Soup is perhaps the most forgiving of culinary mistakes and non-compliance with recipes. Sure you can oversalt it, but there are tricks to take away the excess saltiness. You can make it too thick, but adding more water takes care of that problem. If it’s too thin, then add something starchy like a potato or blend some of the soup and add it back to the pot. Are you missing half the ingredients called for in the recipe? Find something in the refrigerator that more or less resembles the ingredients in the recipe. Indeed, it is inefficient to compulsively follow a soup recipe precisely, because soup was never meant to be precise. The water in the pot is the dumping ground for combinations of ingredients that should not, but nevertheless do, work together to create an entity much more tasty than the sum of its parts.

And soup satisfies. Hot soup, as we go into the depth of winter, warms us inside and out. It may be the savory steam rising from the bowl that brings some welcome humidity to our face, oftentimes overexposed to the elements of wind outdoors and artificial heat indoors. Or it could be that holding a mug of soup warms our still cold fingers. Soup can’t be gulped and the leisurely spooning is a welcome relaxing change from the usual urgency of eating quickly in order to return to our cell phones and computers. Eating soups with multiple ingredients is entertaining. One never knows what might be on the spoon (is that potato or parsnip, carrot or orange squash, meat or mushroom?). And because it is filling, we are better able to eat smaller portions of the main course or indeed be satisfied with just some bread, a salad and fruit for the meal. And unlike many foods, the next-day soup often tastes even better.

But why make it when the supermarket is filled with shelves of canned, boxed and frozen soups? Because, despite the advertisements that have you believe there is no difference between the canned and homemade variety, there is. It is not just the uniformity of the size of the vegetables and chunks of chicken or meat or the unappetizing clump as it falls out of the can into the pot or plop as it is squeezed out of the box, or the absence of herbs and spices. It doesn’t smell like homemade and the taste and texture disappoint. But the basic reason factory-made soup disappoints is that it does not reflect the personal quirks and idiosyncratic way of cooking of the home soup maker.

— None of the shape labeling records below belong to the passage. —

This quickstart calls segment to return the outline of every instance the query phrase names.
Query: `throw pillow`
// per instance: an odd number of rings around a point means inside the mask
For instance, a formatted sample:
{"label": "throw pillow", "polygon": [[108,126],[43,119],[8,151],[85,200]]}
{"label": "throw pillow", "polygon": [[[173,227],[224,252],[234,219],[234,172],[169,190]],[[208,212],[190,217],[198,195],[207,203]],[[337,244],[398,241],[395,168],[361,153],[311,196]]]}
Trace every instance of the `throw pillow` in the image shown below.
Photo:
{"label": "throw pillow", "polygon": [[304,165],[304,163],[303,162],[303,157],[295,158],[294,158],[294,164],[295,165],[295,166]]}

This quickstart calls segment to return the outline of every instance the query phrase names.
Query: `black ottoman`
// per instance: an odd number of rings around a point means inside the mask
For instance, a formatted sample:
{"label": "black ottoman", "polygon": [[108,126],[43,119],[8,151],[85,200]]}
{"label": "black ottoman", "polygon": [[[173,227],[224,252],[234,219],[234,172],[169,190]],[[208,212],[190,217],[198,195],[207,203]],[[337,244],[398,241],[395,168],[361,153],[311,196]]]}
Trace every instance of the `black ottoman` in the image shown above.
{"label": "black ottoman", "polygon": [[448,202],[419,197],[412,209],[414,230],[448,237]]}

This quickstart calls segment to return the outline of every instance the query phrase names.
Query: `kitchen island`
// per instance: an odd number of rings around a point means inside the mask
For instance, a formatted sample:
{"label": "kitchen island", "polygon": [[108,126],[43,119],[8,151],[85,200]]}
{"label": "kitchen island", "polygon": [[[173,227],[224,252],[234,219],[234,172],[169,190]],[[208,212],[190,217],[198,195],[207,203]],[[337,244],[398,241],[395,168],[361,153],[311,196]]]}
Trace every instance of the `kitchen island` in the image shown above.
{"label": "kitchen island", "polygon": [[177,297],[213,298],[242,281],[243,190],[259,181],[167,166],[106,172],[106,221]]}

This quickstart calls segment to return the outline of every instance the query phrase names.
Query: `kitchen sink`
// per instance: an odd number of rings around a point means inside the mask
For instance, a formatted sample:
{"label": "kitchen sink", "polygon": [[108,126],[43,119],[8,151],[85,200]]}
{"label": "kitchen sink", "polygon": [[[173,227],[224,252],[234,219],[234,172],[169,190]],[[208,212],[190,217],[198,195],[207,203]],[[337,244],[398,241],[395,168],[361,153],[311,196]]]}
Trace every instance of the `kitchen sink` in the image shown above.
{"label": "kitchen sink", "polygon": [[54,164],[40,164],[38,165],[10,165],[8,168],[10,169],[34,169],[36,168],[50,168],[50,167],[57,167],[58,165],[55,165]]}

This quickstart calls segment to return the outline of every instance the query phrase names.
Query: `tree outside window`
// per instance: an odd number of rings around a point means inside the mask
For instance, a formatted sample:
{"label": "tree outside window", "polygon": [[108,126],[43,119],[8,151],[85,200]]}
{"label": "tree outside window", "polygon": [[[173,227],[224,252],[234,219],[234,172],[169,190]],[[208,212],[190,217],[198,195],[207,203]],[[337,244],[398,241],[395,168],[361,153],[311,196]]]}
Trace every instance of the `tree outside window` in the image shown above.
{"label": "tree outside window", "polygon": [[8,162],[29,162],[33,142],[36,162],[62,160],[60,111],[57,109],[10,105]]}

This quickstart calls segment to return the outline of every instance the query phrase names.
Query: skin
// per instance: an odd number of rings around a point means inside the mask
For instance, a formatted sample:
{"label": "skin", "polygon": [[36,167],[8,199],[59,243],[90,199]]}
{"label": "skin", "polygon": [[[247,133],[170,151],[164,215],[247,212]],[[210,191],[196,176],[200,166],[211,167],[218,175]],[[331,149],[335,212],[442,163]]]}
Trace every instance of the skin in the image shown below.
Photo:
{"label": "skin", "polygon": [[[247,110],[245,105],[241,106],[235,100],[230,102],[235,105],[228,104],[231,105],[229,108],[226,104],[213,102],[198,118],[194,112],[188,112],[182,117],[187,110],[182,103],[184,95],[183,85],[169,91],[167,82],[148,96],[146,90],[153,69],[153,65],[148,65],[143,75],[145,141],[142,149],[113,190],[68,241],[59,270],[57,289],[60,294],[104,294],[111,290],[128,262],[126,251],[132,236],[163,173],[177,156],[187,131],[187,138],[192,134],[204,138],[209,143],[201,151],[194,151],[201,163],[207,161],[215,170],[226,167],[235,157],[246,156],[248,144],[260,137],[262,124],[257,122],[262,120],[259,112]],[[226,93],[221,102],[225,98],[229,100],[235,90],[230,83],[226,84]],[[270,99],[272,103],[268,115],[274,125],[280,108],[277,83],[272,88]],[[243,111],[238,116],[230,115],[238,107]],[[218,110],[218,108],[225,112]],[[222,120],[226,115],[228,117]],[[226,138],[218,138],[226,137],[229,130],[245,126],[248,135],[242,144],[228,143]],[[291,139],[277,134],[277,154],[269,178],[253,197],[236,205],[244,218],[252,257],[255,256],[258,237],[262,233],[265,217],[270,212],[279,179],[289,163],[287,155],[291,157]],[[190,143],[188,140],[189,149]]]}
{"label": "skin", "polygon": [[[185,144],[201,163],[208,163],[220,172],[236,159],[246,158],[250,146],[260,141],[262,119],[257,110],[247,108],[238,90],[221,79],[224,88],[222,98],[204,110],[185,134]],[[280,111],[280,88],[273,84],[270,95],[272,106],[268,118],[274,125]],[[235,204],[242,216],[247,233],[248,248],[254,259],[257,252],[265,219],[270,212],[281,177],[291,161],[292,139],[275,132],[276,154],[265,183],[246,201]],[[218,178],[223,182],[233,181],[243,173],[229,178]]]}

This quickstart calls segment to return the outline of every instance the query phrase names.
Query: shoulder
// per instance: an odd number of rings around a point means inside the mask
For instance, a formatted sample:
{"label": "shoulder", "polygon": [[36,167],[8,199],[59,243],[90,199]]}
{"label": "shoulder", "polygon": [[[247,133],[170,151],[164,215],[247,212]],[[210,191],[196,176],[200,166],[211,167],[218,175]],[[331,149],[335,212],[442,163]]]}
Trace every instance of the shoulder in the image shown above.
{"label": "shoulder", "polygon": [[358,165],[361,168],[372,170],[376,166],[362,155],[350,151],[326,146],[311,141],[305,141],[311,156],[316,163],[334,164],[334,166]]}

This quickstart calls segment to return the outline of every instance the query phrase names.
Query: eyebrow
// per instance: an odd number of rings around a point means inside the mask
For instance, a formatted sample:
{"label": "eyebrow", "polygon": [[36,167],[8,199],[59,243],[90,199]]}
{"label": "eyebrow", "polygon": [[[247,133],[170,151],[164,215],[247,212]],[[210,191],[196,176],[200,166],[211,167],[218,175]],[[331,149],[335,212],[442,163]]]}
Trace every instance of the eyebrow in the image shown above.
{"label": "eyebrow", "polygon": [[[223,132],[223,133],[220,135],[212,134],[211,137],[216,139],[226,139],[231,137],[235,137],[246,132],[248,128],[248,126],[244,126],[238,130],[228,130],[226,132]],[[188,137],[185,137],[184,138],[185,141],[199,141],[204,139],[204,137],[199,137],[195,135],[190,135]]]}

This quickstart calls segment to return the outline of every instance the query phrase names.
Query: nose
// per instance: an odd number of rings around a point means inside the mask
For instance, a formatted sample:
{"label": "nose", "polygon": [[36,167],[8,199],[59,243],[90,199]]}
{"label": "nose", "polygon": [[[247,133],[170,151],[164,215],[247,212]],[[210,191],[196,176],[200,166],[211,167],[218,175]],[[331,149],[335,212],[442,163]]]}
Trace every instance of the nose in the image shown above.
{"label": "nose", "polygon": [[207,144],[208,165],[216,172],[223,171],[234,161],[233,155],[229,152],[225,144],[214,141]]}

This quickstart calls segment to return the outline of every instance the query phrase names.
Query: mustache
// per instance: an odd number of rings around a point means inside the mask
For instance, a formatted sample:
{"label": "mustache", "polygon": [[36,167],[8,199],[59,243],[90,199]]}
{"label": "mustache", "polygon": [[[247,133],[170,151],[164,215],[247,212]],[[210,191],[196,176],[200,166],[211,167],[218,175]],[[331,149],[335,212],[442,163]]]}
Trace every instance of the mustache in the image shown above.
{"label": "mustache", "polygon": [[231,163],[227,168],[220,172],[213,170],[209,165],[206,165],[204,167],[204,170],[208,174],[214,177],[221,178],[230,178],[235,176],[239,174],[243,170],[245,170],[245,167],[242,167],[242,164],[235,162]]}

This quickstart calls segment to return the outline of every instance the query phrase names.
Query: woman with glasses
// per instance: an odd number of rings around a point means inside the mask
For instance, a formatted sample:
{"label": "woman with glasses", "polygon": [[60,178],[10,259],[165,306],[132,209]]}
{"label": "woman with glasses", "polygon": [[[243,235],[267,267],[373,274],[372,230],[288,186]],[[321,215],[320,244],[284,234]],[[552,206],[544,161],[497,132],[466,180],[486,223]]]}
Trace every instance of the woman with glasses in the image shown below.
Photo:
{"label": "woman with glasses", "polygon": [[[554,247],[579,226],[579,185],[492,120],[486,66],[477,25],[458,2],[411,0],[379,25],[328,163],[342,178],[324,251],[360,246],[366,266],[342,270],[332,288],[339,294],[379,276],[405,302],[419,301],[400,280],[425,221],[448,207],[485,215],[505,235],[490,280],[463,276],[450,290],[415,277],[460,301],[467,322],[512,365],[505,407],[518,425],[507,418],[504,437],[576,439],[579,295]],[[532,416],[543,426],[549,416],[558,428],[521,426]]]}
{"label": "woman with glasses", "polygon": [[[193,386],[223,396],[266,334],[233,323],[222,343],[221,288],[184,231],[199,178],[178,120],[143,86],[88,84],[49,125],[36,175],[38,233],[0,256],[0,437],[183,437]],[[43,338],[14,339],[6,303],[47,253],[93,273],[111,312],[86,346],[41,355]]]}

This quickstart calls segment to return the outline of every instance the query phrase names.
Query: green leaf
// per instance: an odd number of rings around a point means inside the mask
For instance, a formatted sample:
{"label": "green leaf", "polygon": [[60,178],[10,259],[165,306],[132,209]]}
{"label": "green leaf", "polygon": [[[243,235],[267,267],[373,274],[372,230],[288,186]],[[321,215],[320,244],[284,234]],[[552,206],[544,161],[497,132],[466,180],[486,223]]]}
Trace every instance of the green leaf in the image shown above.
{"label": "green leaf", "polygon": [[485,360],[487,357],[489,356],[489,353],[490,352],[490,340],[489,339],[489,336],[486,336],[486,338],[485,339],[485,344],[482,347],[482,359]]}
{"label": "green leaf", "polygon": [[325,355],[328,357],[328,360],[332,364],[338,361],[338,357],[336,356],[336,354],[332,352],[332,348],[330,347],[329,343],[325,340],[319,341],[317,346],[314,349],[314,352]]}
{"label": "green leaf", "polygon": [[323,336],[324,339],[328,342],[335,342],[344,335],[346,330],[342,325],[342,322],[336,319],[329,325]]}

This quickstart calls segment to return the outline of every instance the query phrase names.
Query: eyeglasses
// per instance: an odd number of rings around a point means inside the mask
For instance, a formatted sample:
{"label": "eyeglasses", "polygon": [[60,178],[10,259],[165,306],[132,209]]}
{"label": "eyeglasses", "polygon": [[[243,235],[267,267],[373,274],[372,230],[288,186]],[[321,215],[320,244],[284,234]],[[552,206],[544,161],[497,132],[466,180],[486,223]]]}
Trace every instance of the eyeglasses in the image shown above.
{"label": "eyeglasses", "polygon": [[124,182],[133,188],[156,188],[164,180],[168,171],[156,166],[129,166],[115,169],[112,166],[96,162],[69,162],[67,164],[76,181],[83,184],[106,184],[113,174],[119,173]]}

Homemade soup is tasted, tweaked with spices, herbs, lemon juice, perhaps a splash of wine or, if it is a cream soup, of nutmeg or cayenne pepper, rested and cooled, strained, blended, re-heated, and even topped with crusty bread and melted cheese or a dollop of yogurt and chives. It probably never tastes exactly the same every time it is made, and that is also part of its appeal. It is hard to make soup in a hurry but once it is on the stove and simmering, you can go away and it will take care of itself. (Don’t go too far away though. When I was a young cook, I decided to make soup stock with marrow bones given to me by a butcher. I left home with the bones cooking in a large pot in a large amount of water. Hours later, when I returned, there was an inch of water left and the bones had turned to gelatin.)

New Year’s brings a renewal and commitment to achieving a thinner, fitter, no longer sleep-deprived self. Soup should be part of the New Year’s healthier life- style objectives. So buy a pot, fill it with water, rummage around the refrigerator for those vegetables you never got around to eating, the chicken breasts still in the freezer, the handful of rice or pasta in the back of your pantry shelf, and that can of navy beans you bought because you wanted more fiber in your diet. While the water is heating, check the Internet for instructions on making a simple vegetable soup (you can leave out the chicken if you wish) and then start adding ingredients.

Enjoy. And Happy New Year preparations.